The British traveler and historian traveled half of Europe. In the course of his many voyages, he also ended up in Vistula. The description that came out from his pen is considered extremely valuable, as you can hardly accuse him of bias. Coxe depicted what he saw and had no interest in embellishing Polish reality. In addition, he was able to relate the appearance of Polish peasants to how the landowners in other parts of the continent presented themselves. He wrote:

I could never project in my mind an area so sad and empty. (...) For 45 miles we met only 2 carriages and 12 wagons (...) The sight of the miserable villages matched completely with the miserable surroundings that surrounded them.

The villagers in this country are poorer and gloomier than in others we visited. Wherever we stopped, beggars came to us in groups and asked for handouts with the basest intrusiveness. Compared to Swiss peasants, who are polite but also demand politeness, Polish peasants are slavishly submissive: they bow to the ground having taken off their hats, holding them in their hands until the man is out of their sight.

The Polish peasant has a wild appearance, a burnt, dark, almost black face, lean cheeks, sunken eyes, short stature; he moves slowly, his general apathy making him incapable of feeling either great joy or suffering. n winter in a simple sheepskin coat, in summer in a shirt and pants made of ragged canvas, barefoot, he drags himself lazily behind his skinny, shaggy horse, pulling a socha with which he tears up a weedy field to harvest winter supplies from it, insufficient to feed his family and possessions.

(...) The villagers, whose number they count to six million, called peasants, constituted two-thirds of the nation.
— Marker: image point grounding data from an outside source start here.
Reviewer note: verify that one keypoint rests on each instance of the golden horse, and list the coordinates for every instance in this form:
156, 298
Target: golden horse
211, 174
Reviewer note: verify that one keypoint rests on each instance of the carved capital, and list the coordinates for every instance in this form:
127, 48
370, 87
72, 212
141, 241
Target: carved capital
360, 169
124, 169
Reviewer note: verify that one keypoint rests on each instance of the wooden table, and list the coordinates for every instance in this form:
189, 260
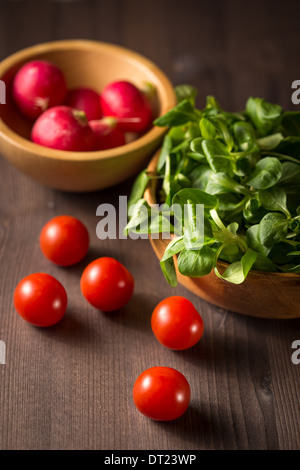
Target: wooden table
70, 386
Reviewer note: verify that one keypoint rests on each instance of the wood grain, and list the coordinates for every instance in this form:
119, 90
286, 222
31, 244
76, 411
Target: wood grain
69, 387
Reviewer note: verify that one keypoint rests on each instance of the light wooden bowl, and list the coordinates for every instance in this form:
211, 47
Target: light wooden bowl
91, 64
264, 295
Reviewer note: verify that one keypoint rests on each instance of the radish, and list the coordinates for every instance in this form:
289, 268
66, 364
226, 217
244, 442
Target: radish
37, 86
107, 133
126, 102
63, 128
87, 100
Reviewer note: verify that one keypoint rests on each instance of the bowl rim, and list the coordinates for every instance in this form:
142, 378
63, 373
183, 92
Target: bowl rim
28, 53
149, 196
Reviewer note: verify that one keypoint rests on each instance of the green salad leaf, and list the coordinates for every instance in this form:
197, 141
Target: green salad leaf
243, 170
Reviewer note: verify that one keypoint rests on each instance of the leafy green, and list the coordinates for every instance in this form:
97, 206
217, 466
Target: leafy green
228, 189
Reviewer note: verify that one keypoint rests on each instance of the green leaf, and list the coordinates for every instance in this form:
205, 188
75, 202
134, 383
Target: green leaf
270, 141
289, 146
185, 92
139, 214
237, 272
253, 241
169, 271
138, 188
263, 263
174, 247
245, 135
196, 196
165, 150
182, 113
273, 228
265, 116
217, 155
219, 183
196, 263
274, 199
193, 226
266, 173
291, 123
290, 177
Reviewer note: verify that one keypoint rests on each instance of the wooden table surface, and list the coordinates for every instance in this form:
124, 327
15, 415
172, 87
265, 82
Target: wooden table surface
70, 386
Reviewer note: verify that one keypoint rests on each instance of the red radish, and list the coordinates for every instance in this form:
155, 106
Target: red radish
125, 101
63, 128
107, 133
37, 86
87, 100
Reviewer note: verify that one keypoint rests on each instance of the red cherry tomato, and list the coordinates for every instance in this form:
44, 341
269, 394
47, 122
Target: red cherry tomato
64, 240
176, 323
107, 284
40, 299
161, 393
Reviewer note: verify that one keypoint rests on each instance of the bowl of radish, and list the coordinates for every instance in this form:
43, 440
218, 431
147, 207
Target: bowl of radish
78, 114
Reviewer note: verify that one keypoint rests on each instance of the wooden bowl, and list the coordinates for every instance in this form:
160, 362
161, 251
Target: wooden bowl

Hardly different from cattle, they have no property, live from day to day, rotting in filth and misery. In the absence of light and means of subsistence, half of their offspring are lost, which would have increased the population (...). It must be said that whatever fate awaits Poland, their condition cannot get worse.

"They feel little and think little"

That the above comments were not at all far from reality is also evidenced by the words of Stanislaw Staszic. In Cautions, the famous Enlightenment activist and Catholic priest wrote with bitterness:

Five parts of the Polish nation stand before my eyes. I see millions of creatures, some of whom walk half naked, others covered with skin or rough coats; all of them dried out, shriveled, swollen, grubby; having their eyes sunken deep into their heads, breathless, and ceaselessly working.

Gloomy and stupid, they feel little and think little - this is their greatest happiness. One can barely see a rational soul in them. Their superficial form at first sight bears more resemblance to an animal than to a human being.